Metroda bile telefonlarından ayrılamayanlardan, metrobüste sakız çiğneyenlerden, tramvayın sıkışıklığından, okula gelmesi zorunlu değil iken gelip dersi bozanlardan, trafiğin akmamasından, birbirine saygısız, kötü, kaba, ahlaksız insanlardan, telefonla sürekli konuşanlardan, vik vik sesleriden, hiç bitmeyen araba-motor seslerinden, dünyanın en kötülerinden çocukların bağırışma seslerinden, restorasyon takırtılarından, matkap zırıltılarından, dilencilerin suratını görme, yakanı paçanı çekiştirme, sanki hepimiz çok dindarmışız gibi Allah sesleriyle kendilerini acındırmalarından, zorunluluğunda olmalardan, kargocularla ilişkilerini iyi tutma gereksizliğinden, her gün gittiğin kahvede bile inatla insanların sanki sen ilk defa geliyormuşsun gibi bakmasından, bir türlü ismini çıkaramamasından, bu hiç var olmamış ve hiçbir iz bırakamadan bu dünyadan göçecekmiş hissinden, birine bir şey söylerken utanmadan, yere çöp atanı gördüğünde ve ‘bir şey düşürdün ahbap’ dediğinde sana tiptip bakıp, utanıp ama gururundan o soktuğumun çöpünü gerektiği yere atamamasından, fotokopi ve kaçak kitap sektöründen, kalitesiz film sektöründen, her gün çok sevdiğin meydanda türlü zırvalıklarla yürüyüş yapanların sesini duymadan yürüyememeden, en sevdiğin kesimlerin zengin züppeler tarafından işgal edilmesinden, çayın pahalı olmasından, otopark-otoparkçılardan, mafyalardan, tinercilerden, orospulardan, garip kıyafetli erkeklerden, acayip saçlardan, tuhaf dinsel hareketlerden, her türlü kural tanımazlardan, emniyet şeridinden gidenlerden, tecavüzcülerden, sapıklardan, sadistlerden, narsistlerden, beceriksiz paragöz doktorlardan, ehemmiyetsiz devlet memurlarından hepsi ve daha sayamadığım ve bütün bunları sizi sıkmak için saydığım ve en sonunda artık kendimin de sıkılıp, belki de dayanamayıp saymayı bıraktığım bu tiplerden nasıl kurtarabilirdim?
Yok yok, bunları öylesine saydım. Bunların hepsi yaşamalı. Ama yere tükürenler…
Öldürülmeli.
Evet. Her türlü hakareti hak eden tipler, yaşamaması gereken tipler bunlar.
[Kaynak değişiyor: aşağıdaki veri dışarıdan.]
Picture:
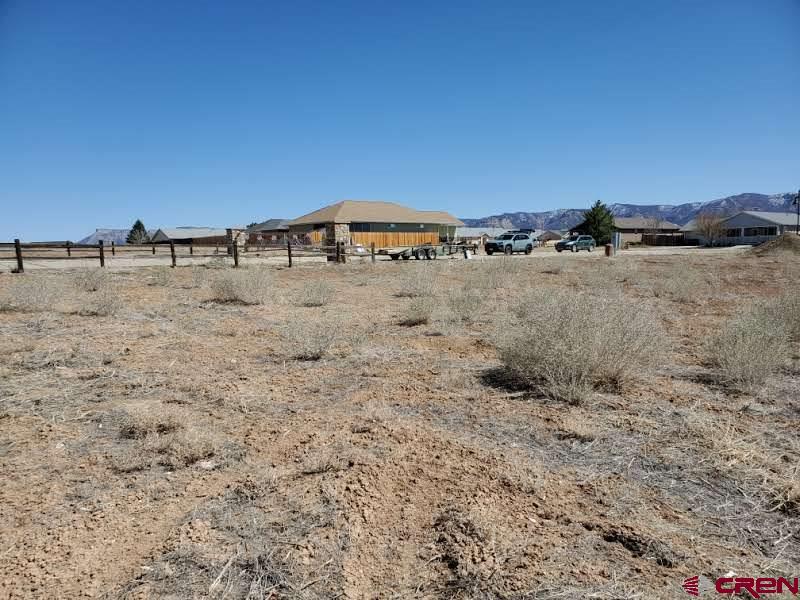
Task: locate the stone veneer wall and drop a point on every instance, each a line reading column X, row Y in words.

Bunlar…
Bunlar, en aşağılık topluluktan daha aşağı seviyededir. Bunlar için tanım gerekmez. Bakteri kadar değeri olmayan bu canlı türü (mukusus oralus) yere tükürmeyen ve Yere Tükürmeyen İnsanlar Derneği tarafından taraflarına tahsis edilen silahlarla ve yine onların tahsis ettiği özel işaretli mermilerle öldürülmelidir. Silah kullanmak istemeyenlere balta, balyoz, bıçak, hançer, kılıç verilebilir ve gerekirse at da kullanabilirler. Kılıfları adlarına özel işlemeli olacaktır. Kadın, yaşlı, genç demeden, benim yürüdüğüm yola, gözlerimi kör edecek yeşillikte tüküren kimse, ama her kimse, hemen ellerine silah verilen bu derneğe ait kimseler tarafından öldürülmeli. Telsizle iletişilmeli. Ve elini kana bulamak istemeyenler için ışınlanma tekniği geliştirildiğinden gerekli ekipler gelerek temizlik yapılmalı. Öldürülmelerden etkilenen genç muhbirler için gerekli tatil hizmeti (biletler dahil) sağlanmalı. Gerekli teşvik uygulaması yapıldıktan sonra takriben nüfusun yarısında bir azalma meydana gelecektir. Bunların %78’i (dünyanın en iyi bilimi istatistik sen çok yaşa e mi!) erkek olduğuna göre epey bir kadın açıkta kalacaktır. Bunu da düşünen derneğimiz, çevre illerden henüz İstanbul’a göçmemiş (elbette parasal nedenlerden, yoksa kim İstanbul’a niye göçmesin!) ama -inanılmaz basmakalıp olacak- adam gibi adamlara kapılarını açacaktır. Böylece daha sevimli evlilikler, daha az boşanma, daha iyi niyetli insanlar, daha sosyo-kültürel bir ortam, daha temiz bir İstanbul meydana gelecektir. Daha iyi erkeklerle evlenmiş kadınlar, daha iyi anne olacaklar, daha iyi eş olacaklar, ülkelerine daha çok katkı yapıp belki bilimle uğraşacaklardır. Babalar, yere tükürmeyen babalar, bu yağız ve yakışıklı iç güzelliğiyle donanmış babalar daha duyarlı, sadece para veren baba olmayacaklar; daha az küfür edecekler ve karılarına daha çok sadık olacaklardır.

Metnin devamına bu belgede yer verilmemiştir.